Metadata is possibly one of the most critical pieces of data for builders creating NFT-related experiences. What people don’t see is just how deceptively difficult it is to fetch and build with NFT metadata, especially at scale…here there be dragons.
Today we’ll take a quick look at some of the complexities of NFT metadata so you know what types of dragons you’ll need to tame in order to work with this important contextual information.
Metadata brings NFTs to life
Before we jump in, let’s take a moment to discuss what NFT metadata is and why it is so significant. If you’re building an NFT-related Web3 experience, there’s a good chance that you’ll be working with NFT metadata in some form. That’s because in many ways NFT metadata is what makes an NFT an NFT. Metadata is the soul of an NFT. Unlike ERC-20 tokens, which are fungible, NFTs are by definition, non-fungible. These digital assets are completely one-of-a-kind and the information about their unique attributes and descriptions is stored in their metadata. An NFT without metadata is nothing more than a record on a ledger.
3 Challenges to prepare for if you’re building with NFT metadata:
1. Making sense of countless different metadata schemas and edge cases
Let’s say you’re building an NFT wallet experience and want to visually display the NFTs your users own. To do this, you’d need to fetch the contents of a specific wallet, and then get the metadata of each NFT held. At first glance, the solution seems easy: crawl the URI listed on the chain and return the data. Unfortunately, it’s not that simple. Currently, there are thousands of unique schemas for structuring NFT metadata in use. So, before you can effectively retrieve the data you need, you need to understand how the data is structured, which you can do by reading through the collection’s smart contract. It’s also helpful to know where the metadata lives and whether it is encoded or not before you can properly index it.
This context-gathering is not so bad if you only need metadata from a handful of collections and have the means to parse through their smart contracts and familiarize yourself with their schemas and encodings, but it’s not feasible to do this rapidly at a broader scale. This is why so many marketplaces and wallets out there only support a specific set of collections or list collections as “coming soon” — they’re onboarding new collections one by one, taking care to look at each collection’s metadata individually so as to not create a poor user experience.

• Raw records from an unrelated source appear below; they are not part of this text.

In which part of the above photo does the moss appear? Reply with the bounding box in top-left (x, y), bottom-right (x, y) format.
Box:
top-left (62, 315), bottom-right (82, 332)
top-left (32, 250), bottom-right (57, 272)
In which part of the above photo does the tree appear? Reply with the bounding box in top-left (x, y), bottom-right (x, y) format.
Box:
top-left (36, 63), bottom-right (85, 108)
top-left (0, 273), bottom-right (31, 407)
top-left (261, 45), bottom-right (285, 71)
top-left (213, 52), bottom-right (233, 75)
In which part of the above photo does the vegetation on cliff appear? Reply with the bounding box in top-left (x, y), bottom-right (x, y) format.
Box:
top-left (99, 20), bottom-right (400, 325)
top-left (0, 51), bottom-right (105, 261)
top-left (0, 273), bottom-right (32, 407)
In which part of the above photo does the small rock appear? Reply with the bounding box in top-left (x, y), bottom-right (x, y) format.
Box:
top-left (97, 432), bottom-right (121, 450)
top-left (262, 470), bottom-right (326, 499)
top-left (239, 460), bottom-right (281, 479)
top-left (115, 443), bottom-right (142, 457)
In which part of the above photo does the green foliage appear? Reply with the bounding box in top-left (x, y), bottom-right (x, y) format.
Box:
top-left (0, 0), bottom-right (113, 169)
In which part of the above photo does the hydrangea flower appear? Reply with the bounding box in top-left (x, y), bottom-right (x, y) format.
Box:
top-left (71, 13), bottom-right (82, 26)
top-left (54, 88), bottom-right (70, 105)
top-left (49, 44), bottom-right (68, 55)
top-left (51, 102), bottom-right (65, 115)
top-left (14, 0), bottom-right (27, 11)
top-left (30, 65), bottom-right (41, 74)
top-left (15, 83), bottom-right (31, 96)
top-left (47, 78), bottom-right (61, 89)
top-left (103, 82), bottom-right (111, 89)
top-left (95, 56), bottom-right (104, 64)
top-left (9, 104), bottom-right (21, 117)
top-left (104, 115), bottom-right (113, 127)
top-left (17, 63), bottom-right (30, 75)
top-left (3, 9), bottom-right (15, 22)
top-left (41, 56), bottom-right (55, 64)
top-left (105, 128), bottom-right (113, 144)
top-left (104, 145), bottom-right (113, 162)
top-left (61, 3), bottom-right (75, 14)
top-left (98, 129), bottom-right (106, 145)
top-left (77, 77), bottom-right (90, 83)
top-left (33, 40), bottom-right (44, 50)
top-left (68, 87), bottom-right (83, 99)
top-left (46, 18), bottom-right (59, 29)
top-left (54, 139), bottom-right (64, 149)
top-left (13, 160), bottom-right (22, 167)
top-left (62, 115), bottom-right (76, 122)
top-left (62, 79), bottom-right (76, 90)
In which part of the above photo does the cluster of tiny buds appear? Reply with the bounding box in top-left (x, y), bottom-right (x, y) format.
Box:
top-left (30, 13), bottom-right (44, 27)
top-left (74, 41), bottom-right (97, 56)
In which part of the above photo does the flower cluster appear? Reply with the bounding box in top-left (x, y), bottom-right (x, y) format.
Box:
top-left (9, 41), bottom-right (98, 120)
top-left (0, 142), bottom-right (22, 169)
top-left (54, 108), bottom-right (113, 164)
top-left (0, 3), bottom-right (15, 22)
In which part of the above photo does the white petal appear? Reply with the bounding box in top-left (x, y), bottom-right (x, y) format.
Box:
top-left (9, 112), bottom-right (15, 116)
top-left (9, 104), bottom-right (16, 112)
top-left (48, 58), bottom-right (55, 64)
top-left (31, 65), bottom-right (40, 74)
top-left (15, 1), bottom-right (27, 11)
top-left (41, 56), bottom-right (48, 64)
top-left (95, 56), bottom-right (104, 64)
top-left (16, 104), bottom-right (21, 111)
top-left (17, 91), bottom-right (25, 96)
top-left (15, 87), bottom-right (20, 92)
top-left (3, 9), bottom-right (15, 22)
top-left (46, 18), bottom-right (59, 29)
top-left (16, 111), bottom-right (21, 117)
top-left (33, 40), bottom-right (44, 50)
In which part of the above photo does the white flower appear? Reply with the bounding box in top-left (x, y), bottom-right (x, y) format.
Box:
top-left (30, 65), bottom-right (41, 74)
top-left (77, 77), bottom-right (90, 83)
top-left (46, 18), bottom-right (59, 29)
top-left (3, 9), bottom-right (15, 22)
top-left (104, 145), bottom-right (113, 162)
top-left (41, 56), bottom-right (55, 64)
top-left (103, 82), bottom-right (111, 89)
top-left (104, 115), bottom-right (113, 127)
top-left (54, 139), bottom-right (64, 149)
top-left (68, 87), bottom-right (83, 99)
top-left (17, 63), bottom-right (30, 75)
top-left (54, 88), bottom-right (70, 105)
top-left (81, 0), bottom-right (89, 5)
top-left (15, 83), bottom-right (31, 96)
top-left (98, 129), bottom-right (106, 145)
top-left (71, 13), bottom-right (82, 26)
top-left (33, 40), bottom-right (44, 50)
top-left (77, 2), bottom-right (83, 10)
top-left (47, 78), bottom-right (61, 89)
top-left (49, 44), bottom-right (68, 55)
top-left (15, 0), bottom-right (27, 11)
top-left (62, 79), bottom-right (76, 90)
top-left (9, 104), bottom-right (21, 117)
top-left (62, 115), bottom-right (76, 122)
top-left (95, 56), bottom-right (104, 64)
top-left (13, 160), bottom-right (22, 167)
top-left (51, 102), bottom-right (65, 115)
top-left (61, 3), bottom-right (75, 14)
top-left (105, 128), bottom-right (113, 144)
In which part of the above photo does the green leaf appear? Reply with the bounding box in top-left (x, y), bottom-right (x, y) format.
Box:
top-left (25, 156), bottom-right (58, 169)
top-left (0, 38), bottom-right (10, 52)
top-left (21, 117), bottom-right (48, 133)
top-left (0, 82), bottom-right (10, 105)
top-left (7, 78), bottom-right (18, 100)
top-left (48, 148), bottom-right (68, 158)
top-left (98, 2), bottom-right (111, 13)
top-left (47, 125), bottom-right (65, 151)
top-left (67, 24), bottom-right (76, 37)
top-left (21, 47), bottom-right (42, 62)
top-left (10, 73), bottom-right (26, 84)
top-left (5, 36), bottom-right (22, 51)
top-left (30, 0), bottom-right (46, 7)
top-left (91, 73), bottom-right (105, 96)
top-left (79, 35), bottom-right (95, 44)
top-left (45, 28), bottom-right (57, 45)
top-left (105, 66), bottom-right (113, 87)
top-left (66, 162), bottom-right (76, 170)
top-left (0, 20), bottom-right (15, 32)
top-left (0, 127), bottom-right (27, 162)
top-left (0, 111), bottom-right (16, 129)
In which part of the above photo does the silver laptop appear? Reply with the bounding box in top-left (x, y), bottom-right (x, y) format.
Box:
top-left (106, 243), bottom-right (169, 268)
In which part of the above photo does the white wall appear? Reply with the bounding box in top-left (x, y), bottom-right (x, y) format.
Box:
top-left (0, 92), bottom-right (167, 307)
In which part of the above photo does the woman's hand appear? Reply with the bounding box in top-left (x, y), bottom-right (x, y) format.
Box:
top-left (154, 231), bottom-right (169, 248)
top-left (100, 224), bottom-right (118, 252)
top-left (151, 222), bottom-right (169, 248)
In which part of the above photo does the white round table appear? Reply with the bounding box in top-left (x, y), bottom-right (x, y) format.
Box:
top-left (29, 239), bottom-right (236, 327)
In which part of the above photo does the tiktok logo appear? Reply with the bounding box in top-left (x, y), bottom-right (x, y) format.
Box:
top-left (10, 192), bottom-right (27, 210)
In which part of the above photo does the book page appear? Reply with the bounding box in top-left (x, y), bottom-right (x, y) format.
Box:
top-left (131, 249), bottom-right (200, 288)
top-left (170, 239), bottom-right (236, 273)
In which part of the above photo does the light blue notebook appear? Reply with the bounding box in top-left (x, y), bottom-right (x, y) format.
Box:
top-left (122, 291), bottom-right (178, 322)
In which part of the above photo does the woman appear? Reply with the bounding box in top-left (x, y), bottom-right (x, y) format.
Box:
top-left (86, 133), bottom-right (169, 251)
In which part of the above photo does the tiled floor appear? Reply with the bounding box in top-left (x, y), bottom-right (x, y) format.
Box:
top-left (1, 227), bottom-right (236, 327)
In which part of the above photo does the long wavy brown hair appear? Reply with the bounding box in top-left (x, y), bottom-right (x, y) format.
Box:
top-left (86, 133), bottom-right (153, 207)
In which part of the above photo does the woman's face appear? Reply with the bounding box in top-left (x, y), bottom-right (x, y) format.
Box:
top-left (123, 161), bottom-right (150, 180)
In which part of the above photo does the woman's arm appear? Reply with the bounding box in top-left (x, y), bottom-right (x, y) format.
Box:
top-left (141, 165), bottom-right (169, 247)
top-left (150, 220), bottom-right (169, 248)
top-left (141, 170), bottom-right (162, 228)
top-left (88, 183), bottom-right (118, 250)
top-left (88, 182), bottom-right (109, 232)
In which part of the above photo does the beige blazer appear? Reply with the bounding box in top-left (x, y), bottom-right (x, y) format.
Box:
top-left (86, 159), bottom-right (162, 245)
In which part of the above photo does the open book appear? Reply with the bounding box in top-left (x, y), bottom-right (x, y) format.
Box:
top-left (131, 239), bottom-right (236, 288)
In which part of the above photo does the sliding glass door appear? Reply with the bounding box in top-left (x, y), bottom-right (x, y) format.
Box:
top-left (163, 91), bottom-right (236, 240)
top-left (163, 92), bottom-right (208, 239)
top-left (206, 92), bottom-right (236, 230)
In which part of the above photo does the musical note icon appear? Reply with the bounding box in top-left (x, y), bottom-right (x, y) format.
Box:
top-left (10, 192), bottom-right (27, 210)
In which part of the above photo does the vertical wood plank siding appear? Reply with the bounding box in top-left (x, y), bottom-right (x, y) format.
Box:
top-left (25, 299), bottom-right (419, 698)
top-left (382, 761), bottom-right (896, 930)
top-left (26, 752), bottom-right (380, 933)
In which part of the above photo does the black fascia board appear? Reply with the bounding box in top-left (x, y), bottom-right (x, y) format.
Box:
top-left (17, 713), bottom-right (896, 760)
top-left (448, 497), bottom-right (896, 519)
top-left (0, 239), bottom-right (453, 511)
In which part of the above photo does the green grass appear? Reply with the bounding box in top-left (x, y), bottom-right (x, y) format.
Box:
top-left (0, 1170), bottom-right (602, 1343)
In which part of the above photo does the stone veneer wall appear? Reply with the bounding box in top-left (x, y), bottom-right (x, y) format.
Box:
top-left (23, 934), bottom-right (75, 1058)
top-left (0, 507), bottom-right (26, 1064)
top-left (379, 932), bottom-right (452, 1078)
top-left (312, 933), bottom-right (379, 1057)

2. Maintaining up-to-date metadata
Retrieving the freshest metadata possible will become increasingly important as NFT utilities continue evolving. NFT Metadata is not always static, which means taking a snapshot of a token’s metadata at a given moment in time is not sufficient — it needs to be re-indexed. Otherwise, you risk displaying outdated information.
The most common example of this is NFT reveals where all the NFTs for a given collection initially have the same preview graphic up until reveal day, when the actual NFTs are revealed and the images are updated in the metadata. In cases like this, as well as with composable or dynamic NFTs, you’ll need to crawl and re-index metadata in order to ensure you’re consistently displaying the freshest metadata to your users.
Considering there are tens of thousands of new collections emerging every month, continuously crawling and re-indexing metadata for every collection out there is simply not a scalable or useful solution, so you’ll need to find ways to detect when metadata needs to be re-indexed and have your crawler act accordingly.
3. Relying on centralized servers
Finally, while there’s a fundamental assumption that Web3 should be fully decentralized, you may be surprised to learn that at least 70% of NFT collections today have metadata stored off-chain in centralized storage servers such as AWS.
Unlike decentralized storage solutions that are guaranteed by design to be available for indexing at any time, centralized servers can have reliability issues that you’ll want to plan around. If a server is overloaded with too many requests or out for maintenance and can’t serve your requests, you’ll have to retry until the metadata becomes available again…often at the unfortunate expense of your user experience.
Unfortunately, the reliability of off-chain stored metadata is largely out of your control as a developer, though one thing you can do to help improve the quality of the experience you’re building is to notify your users whether the metadata for an NFT they’re viewing or otherwise interacting with is stored off-chain or on a decentralized storage solution such as IPFS.
There’s a better way to fetch NFT metadata
As you can see, accessing, normalizing, and maintaining up-to-date metadata to power your application is not as simple as it may seem at first. That’s one of the many reasons we built Mnemonic. Mnemonic’s easy-to-use APIs enable you to easily build with any NFT data point imaginable — including metadata. We tackle the complexities associated with NFT metadata and provide complete, normalized metadata that is kept up-to-date in real-time.